Nach der Bundestagswahl 1998 einigten sich SPD und Bündnis 90/Die
Grünen in ihrer Koalitionsvereinbarung darauf, ein Paket anspruchsvoller
Aufgaben und tief greifender Reformen in der Behindertenpolitik in Angriff
zu nehmen.

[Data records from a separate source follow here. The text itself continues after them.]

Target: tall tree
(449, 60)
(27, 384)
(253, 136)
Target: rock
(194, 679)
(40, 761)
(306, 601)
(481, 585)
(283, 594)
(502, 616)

Unter der Vorgabe der
Gleichstellung und aktiven Teilhabe von Menschen mit Behinderung wurde
das behindertenpolitische Vier-Punkte-Programm entworfen, welches folgende
Schwerpunkte als Grundlage für Gesetzesentwürfe umfasste:
- Gesetzliche Ausfüllung des Benachteiligungsverbots des Grundgesetzes;
- Zusammenfassung und Weiterentwicklung des Rechts der Rehabilitation
durch die Schaffung eines Sozialgesetzbuches IX;
- Verbesserung der arbeitsmarktpolitischen Perspektiven für behinderte
und schwerbehinderte Menschen;
- Prüfung, wie die deutsche Gebärdensprache anerkannt und gleichbehandelt
werden kann.
Die in Deutschland lebenden behinderten Menschen sollten "nicht
mehr Objekt von Fürsorge in bürokratisch verwalteten Zusammenhängen,
sondern Subjekt in einem selbstbestimmten Alltag sein." Unsere Bundesregierung
spricht gerne von einem "behindertenpolitischen Paradigmenwechsel,
der damit [Vier-Punkte-Programm] eingeleitet wurde". Selbstbestimmung
statt Fürsorge sollte die Richtschnur der Integrationspolitik werden.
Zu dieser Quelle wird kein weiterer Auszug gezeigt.